Kaşlarımı kaldırınca gözlerini şaşkınlıkla açtı ve konuşmaya devam etti.
“Emot’un sevgilisi Imona’nın önünde olsaydı onu hemen öldürürdü.”
“!”
“Siz bunu yapamıyor musunuz Majesteleri?”
(Çn: Ah keşke)
“Korkarım ki bu ulu imparatorlukta İmparatoriçe olsam bile sebepsiz yere birini öldüremem. Önce mahkeme bir karara bağlamalı.”
“Kendi kasenizden çorba içememek gülünç.”

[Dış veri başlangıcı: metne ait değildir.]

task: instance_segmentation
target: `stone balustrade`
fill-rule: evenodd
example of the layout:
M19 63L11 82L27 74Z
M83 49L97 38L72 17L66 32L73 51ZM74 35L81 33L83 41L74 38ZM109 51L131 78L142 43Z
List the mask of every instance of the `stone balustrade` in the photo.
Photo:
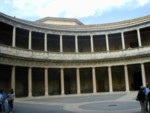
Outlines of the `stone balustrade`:
M137 57L150 54L150 47L126 49L111 52L86 52L86 53L55 53L44 51L33 51L10 46L0 46L0 53L15 57L40 60L107 60L128 57Z

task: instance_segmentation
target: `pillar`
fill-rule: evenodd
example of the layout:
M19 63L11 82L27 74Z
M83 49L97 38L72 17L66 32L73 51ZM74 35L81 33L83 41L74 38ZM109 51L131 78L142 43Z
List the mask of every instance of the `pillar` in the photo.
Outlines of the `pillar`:
M142 84L143 86L146 86L145 68L143 63L141 64L141 72L142 72Z
M75 36L75 52L78 53L79 50L78 50L78 37Z
M91 39L91 52L94 52L94 46L93 46L93 36L90 36Z
M32 68L28 70L28 97L32 97Z
M15 66L12 66L11 72L11 88L15 91Z
M108 79L109 79L109 92L113 91L112 88L112 73L111 73L111 67L108 67Z
M124 66L124 72L125 72L126 92L129 92L129 77L128 77L128 68L127 68L127 65Z
M137 29L137 36L138 36L138 44L139 44L139 47L141 47L142 44L141 44L141 36L140 36L140 30L139 30L139 29Z
M97 92L97 88L96 88L95 67L92 68L92 79L93 79L93 93L96 93Z
M16 27L13 27L12 47L16 47Z
M48 96L48 69L45 68L45 96Z
M121 32L122 49L125 49L124 34Z
M28 45L28 49L31 50L32 49L32 31L29 31L29 45Z
M64 69L61 68L61 77L60 77L60 81L61 81L61 95L64 95Z
M106 34L106 51L109 51L109 40L108 40L108 34Z
M80 94L81 90L80 90L80 72L79 72L79 68L77 68L76 71L77 71L77 94Z
M60 35L60 52L63 52L62 35Z
M44 51L47 51L47 34L44 36Z

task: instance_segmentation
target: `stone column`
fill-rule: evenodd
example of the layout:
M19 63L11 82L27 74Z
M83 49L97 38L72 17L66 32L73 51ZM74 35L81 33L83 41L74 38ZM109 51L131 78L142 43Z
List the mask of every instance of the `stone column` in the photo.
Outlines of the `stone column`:
M31 46L32 45L32 31L29 31L29 42L28 43L29 43L28 49L31 50L32 49L32 46Z
M64 69L63 68L61 68L61 95L64 95L65 93L64 93Z
M32 68L28 70L28 97L32 97Z
M47 51L47 34L44 35L44 51Z
M141 72L142 72L142 84L143 86L146 86L145 67L143 63L141 64Z
M108 67L108 79L109 79L109 92L113 91L112 88L112 74L111 74L111 67Z
M109 51L109 40L108 40L108 34L105 34L106 36L106 51Z
M122 49L125 49L124 34L121 32Z
M45 96L48 96L48 69L45 68Z
M124 65L126 92L129 92L129 77L127 65Z
M79 68L76 69L77 71L77 94L80 94L81 93L81 90L80 90L80 72L79 72Z
M93 93L97 93L95 67L92 68Z
M63 52L63 41L62 41L62 35L60 35L60 52Z
M15 66L12 66L12 72L11 72L11 88L15 91Z
M140 36L140 30L139 30L139 29L137 29L137 36L138 36L138 44L139 44L139 47L141 47L142 44L141 44L141 36Z
M78 53L78 37L75 35L75 52Z
M16 47L16 27L13 27L12 47Z
M93 45L93 36L90 36L91 39L91 52L94 52L94 45Z

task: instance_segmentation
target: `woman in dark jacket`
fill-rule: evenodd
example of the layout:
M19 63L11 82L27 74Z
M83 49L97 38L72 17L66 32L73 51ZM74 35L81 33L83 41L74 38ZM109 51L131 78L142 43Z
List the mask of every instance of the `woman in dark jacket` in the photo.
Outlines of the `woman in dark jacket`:
M146 113L146 102L145 102L145 93L144 93L145 87L141 86L138 94L137 94L137 101L140 102L141 105L141 113Z

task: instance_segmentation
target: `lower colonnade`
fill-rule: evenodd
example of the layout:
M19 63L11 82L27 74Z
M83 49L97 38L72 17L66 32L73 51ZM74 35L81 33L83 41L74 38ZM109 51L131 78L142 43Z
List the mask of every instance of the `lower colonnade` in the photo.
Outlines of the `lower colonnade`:
M134 91L145 85L150 62L130 65L41 68L0 65L1 87L16 97ZM9 84L8 84L9 83Z

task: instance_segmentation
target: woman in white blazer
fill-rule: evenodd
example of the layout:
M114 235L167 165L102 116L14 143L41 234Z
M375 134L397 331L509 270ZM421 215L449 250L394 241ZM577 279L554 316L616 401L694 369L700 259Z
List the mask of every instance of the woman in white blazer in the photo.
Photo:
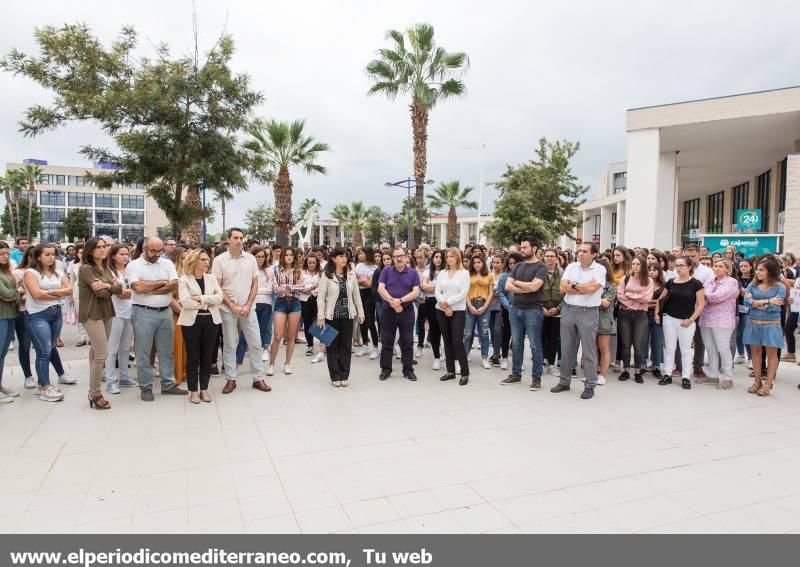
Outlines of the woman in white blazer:
M353 344L353 319L364 322L364 306L358 279L343 248L334 248L328 256L325 273L319 278L317 325L330 325L339 334L328 346L328 373L331 385L347 386L350 377L350 353Z
M178 278L178 300L182 307L178 325L186 343L186 382L189 401L193 404L201 400L211 402L208 379L222 323L219 314L222 288L217 278L208 272L210 264L205 250L192 250L184 259L183 274Z
M444 343L445 373L439 380L453 380L461 372L458 383L469 383L469 364L464 349L469 272L463 268L461 250L450 248L445 255L445 269L436 276L436 319ZM457 370L458 369L458 370Z

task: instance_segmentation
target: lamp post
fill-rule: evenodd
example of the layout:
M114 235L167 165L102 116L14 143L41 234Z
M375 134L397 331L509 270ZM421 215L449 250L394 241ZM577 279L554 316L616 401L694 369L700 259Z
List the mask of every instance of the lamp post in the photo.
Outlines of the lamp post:
M431 185L434 183L433 179L426 179L425 185ZM411 246L411 188L416 186L416 178L414 177L406 177L400 181L387 181L383 184L384 187L405 187L408 193L407 201L406 201L406 216L408 217L408 239L406 240L406 246Z
M200 187L203 190L203 210L205 211L206 210L206 184L203 183L202 185L200 185ZM202 238L202 242L205 242L205 241L206 241L206 217L203 217L203 238Z
M478 228L475 232L475 240L477 244L481 243L481 206L483 205L483 171L486 166L486 144L480 146L470 146L468 148L461 148L463 150L480 150L481 151L481 177L480 184L478 185Z

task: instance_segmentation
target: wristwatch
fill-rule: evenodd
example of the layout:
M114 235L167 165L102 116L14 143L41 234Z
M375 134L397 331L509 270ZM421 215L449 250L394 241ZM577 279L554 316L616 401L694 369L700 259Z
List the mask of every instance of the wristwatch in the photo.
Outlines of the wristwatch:
M572 282L572 289L578 291L578 282Z

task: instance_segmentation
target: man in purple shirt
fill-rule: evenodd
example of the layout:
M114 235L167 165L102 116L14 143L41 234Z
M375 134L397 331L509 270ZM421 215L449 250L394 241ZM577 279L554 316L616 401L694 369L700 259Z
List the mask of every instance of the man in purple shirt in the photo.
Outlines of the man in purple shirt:
M392 373L394 336L400 330L400 353L403 376L415 382L414 374L414 302L419 297L419 274L406 266L402 248L392 251L394 265L381 271L378 293L383 299L381 311L381 380Z

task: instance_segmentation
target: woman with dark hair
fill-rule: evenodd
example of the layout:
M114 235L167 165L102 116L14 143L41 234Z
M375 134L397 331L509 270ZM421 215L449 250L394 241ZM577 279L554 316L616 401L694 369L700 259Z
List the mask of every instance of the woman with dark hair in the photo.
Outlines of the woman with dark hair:
M378 323L379 337L381 334L381 308L383 307L383 299L381 298L381 294L378 293L378 278L381 277L381 272L383 271L383 269L388 268L391 265L392 265L391 253L382 252L381 260L378 263L378 267L375 269L375 273L372 274L372 298L375 300L375 320ZM378 352L378 356L380 356L380 352ZM370 360L372 360L372 355L370 355L369 358Z
M111 295L120 295L123 292L122 286L108 269L107 256L106 241L97 237L90 238L86 241L86 247L83 250L84 261L78 273L78 293L80 294L78 321L83 323L91 341L89 407L99 410L111 409L111 404L103 397L100 382L103 378L103 365L108 356L111 320L115 314Z
M61 298L72 295L72 287L66 276L56 271L56 249L52 244L39 244L34 248L23 284L25 324L36 350L37 393L44 402L58 402L64 399L64 394L50 384L50 361L57 361L57 366L61 366L55 345L61 332Z
M751 394L768 396L778 370L778 349L783 346L781 306L786 299L786 286L780 281L780 266L772 256L758 260L755 278L747 286L744 304L750 307L744 344L750 345L755 381L748 388ZM762 380L762 357L766 355L766 383Z
M720 257L714 262L714 277L703 284L706 307L700 315L700 333L708 352L708 377L696 380L700 384L716 382L721 390L733 388L731 335L736 329L739 282L731 277L732 270L730 260ZM719 375L720 366L722 376Z
M272 271L272 250L267 247L255 246L250 252L256 259L258 266L258 291L256 292L256 319L258 319L258 330L261 335L261 347L264 349L261 355L262 362L269 362L269 347L272 344L272 284L274 273ZM210 256L209 256L210 258ZM239 336L239 348L247 348L247 341L244 334ZM241 359L244 362L244 353Z
M320 344L319 354L314 355L314 336L309 332L317 317L317 295L319 294L319 279L321 275L319 259L314 254L306 256L303 261L303 291L300 293L300 315L303 319L303 332L306 338L306 356L312 357L312 363L319 362L325 357L325 345L323 344Z
M469 363L464 348L464 325L466 320L467 294L470 290L469 272L464 269L461 250L448 248L445 268L436 277L436 316L444 341L445 367L447 373L439 380L454 380L461 374L459 385L469 383Z
M361 294L361 305L364 307L364 324L361 325L361 342L363 347L356 351L356 356L369 355L370 360L375 360L380 355L378 350L378 326L375 324L375 300L372 297L372 278L378 266L375 264L375 251L366 247L358 254L361 260L356 264L356 278L358 290ZM372 335L372 348L369 346L369 337Z
M19 396L19 393L2 385L6 354L14 339L14 322L17 320L19 301L17 280L11 273L10 249L8 244L0 242L0 404L13 402Z
M270 349L267 376L275 374L275 360L284 337L286 338L286 362L283 366L284 374L291 374L292 354L294 353L297 329L300 327L299 294L303 291L302 262L300 255L293 248L287 246L281 250L278 265L273 267L273 289L276 294L272 309L272 318L275 322L272 334L272 348Z
M631 253L624 246L617 246L611 252L611 275L614 278L614 283L619 288L622 278L627 276L631 271ZM619 292L619 289L617 289ZM612 341L611 349L614 355L614 372L622 372L622 333L618 333Z
M500 366L500 354L503 350L503 308L497 293L497 282L503 276L503 256L498 251L495 256L490 256L490 258L492 259L490 275L492 276L494 295L489 304L489 334L492 342L492 356L489 357L489 362L492 367L497 368Z
M337 246L328 256L317 295L317 325L338 331L326 350L331 385L337 388L347 386L350 379L354 319L364 322L358 280L344 249Z
M66 273L69 283L72 286L72 302L69 304L68 309L71 309L75 312L75 320L79 319L78 313L80 311L80 297L78 295L78 272L83 265L83 248L84 244L82 242L79 242L75 245L75 261L70 264L69 271ZM86 336L86 329L83 327L83 323L78 320L78 344L75 346L82 347L86 346L87 344L89 344L89 339Z
M428 267L422 273L422 291L425 293L425 313L428 321L428 341L433 351L433 370L442 367L442 330L436 317L436 277L444 269L444 252L434 250L431 254Z
M600 309L597 319L597 384L606 383L606 374L611 364L611 337L617 334L617 322L614 319L614 301L617 298L617 284L611 272L611 264L605 256L597 263L606 269L606 281L603 284L603 295L600 296ZM585 379L584 379L585 380Z
M508 350L511 346L511 321L509 319L509 314L513 309L511 304L511 293L506 291L506 281L508 280L508 276L511 274L511 270L514 269L519 262L522 261L522 255L518 252L511 252L507 257L505 264L503 265L503 273L497 279L497 285L495 286L495 290L497 291L497 297L500 300L500 316L502 317L502 325L503 325L503 338L500 343L500 369L501 370L508 370Z
M739 320L736 323L736 358L733 360L734 364L742 364L747 362L748 368L753 368L753 357L750 351L750 345L744 344L744 329L747 326L747 315L750 313L750 308L744 304L744 294L747 286L753 281L753 266L755 259L742 258L739 260L739 267L737 272L737 279L739 280L739 298L737 300L736 311L739 315Z
M131 323L131 289L125 274L130 252L124 244L114 244L108 252L108 268L114 280L122 287L122 293L113 295L114 318L111 320L111 334L108 336L108 356L106 357L106 391L119 394L119 386L136 386L137 382L128 378L128 353L133 344L133 324ZM119 366L119 384L114 366Z
M620 382L628 380L631 376L628 369L631 366L631 347L633 347L634 381L644 384L641 368L644 362L642 356L642 341L647 331L647 308L653 300L653 282L647 272L647 261L644 256L636 256L631 261L631 273L620 281L617 286L617 327L622 339L622 374Z
M469 360L469 349L475 322L478 325L478 339L481 345L481 364L489 369L489 305L494 298L494 281L482 254L474 254L469 266L469 292L467 293L467 312L464 323L464 351Z
M659 253L660 254L660 253ZM650 256L653 252L650 252ZM656 323L654 318L656 312L656 303L658 298L661 297L661 292L664 291L664 285L667 283L664 280L664 270L661 269L659 262L647 263L647 274L653 282L653 296L647 305L647 327L642 337L642 373L647 369L647 352L650 351L650 363L652 373L655 378L661 379L661 366L664 364L664 330L661 325ZM635 337L634 337L635 338Z

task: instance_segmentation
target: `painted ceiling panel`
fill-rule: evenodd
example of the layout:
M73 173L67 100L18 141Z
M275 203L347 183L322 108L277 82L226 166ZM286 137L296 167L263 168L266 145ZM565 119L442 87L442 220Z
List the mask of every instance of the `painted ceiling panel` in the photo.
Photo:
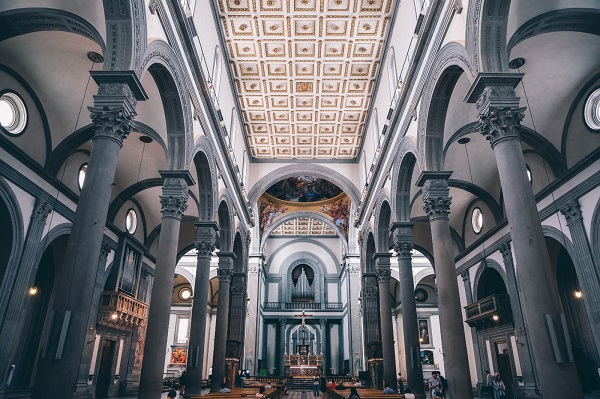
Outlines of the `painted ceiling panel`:
M352 160L393 0L216 0L254 158Z

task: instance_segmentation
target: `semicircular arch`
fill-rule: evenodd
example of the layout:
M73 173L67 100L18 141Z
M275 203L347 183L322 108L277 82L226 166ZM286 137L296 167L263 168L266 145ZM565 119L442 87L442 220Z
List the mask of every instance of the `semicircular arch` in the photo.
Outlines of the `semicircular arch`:
M261 178L254 184L254 186L252 186L248 193L250 203L255 204L260 196L278 181L287 179L288 177L298 176L300 174L315 176L320 179L327 180L341 188L346 195L350 197L350 200L352 200L353 203L357 204L359 202L360 194L358 189L346 176L325 166L307 164L302 168L301 173L298 172L297 165L288 165L276 169L267 176Z

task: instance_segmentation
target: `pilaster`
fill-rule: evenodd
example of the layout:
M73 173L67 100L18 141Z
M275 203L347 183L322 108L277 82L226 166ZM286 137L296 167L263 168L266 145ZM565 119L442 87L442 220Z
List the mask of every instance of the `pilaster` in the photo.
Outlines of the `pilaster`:
M576 255L573 264L582 288L583 302L590 319L596 348L600 348L600 281L583 224L579 199L571 199L560 209L560 213L565 217L571 232Z

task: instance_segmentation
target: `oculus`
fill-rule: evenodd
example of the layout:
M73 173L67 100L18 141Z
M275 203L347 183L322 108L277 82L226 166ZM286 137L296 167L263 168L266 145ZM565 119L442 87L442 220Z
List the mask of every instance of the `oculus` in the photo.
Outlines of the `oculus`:
M188 301L192 297L192 290L189 289L188 287L184 287L179 290L179 293L177 294L177 296L182 301Z
M21 134L27 126L27 109L17 93L0 96L0 126L10 135Z
M583 117L587 127L596 131L600 130L600 87L587 98Z
M473 209L473 213L471 213L471 227L475 234L481 233L483 229L483 213L479 208Z
M77 174L77 187L79 187L79 191L83 188L83 183L85 182L85 175L87 173L88 164L84 163L79 168L79 173Z
M125 216L125 228L129 234L133 234L137 230L137 221L136 211L130 208Z

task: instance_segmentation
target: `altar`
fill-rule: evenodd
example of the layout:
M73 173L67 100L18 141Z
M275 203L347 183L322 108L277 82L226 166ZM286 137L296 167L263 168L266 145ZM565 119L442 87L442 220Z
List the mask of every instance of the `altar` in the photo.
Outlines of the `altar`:
M285 375L288 377L312 377L323 371L323 356L311 354L283 355Z

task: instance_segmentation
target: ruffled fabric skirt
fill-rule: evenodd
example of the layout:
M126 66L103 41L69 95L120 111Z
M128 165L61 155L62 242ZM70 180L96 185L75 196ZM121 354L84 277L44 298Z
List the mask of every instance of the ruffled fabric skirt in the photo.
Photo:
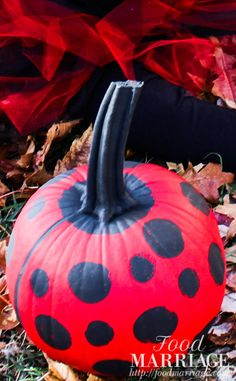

Dün Rashta’yı doğru dürüst kontrol etmediğimi mi söylüyodu? Yine de, Rwibt ülkesinde olduğu gibi Doğu İmparatorluğu’nun da yasaları vardı. Benim ülkemde cariyeler yasal olarak kabul görüyordu. Ve eğer bir İmparatoriçe İmparator’un metresini öldürürse? Kuvvetle muhtemel hapse atılırdı.
Peki bu bana ne bırakıyordu? Biraz heyecan mı? Rashta’yı öldürmek için hayatımı ortaya koymalı mıydım? Ama cevap vermeden önce Grandük Kapmen bir kadeh şampanyayla birlikte ayrıldı.
Rahat bir nefes verdim. Muhtemelen benim acınası biri olduğumu düşünmüştü.
‘Ne tuhaf. Rashta’yı cariyesi yapan Sovieshu’ydu, yani neden acınası kadın ben oluyorum?’
Ne yazık ki Prenses Soju odanın başka bir yerine gitmiş gibi görünüyordu. Bakışlarım Düşes Tuania’ya denk gelince başımı salladım ve başka birini bulmak için etrafa bakındım.
“Kraliçe.”
Arkamdan alçak bir ses belirdi. Başımı çevirince hemen dibimde Prince Heinley’i buldum.
“Nasılsınız—”
Ben daha hal hatır soramadan tekrar konuştu.
“Sizinle bir dakika konuşmak istiyorum.”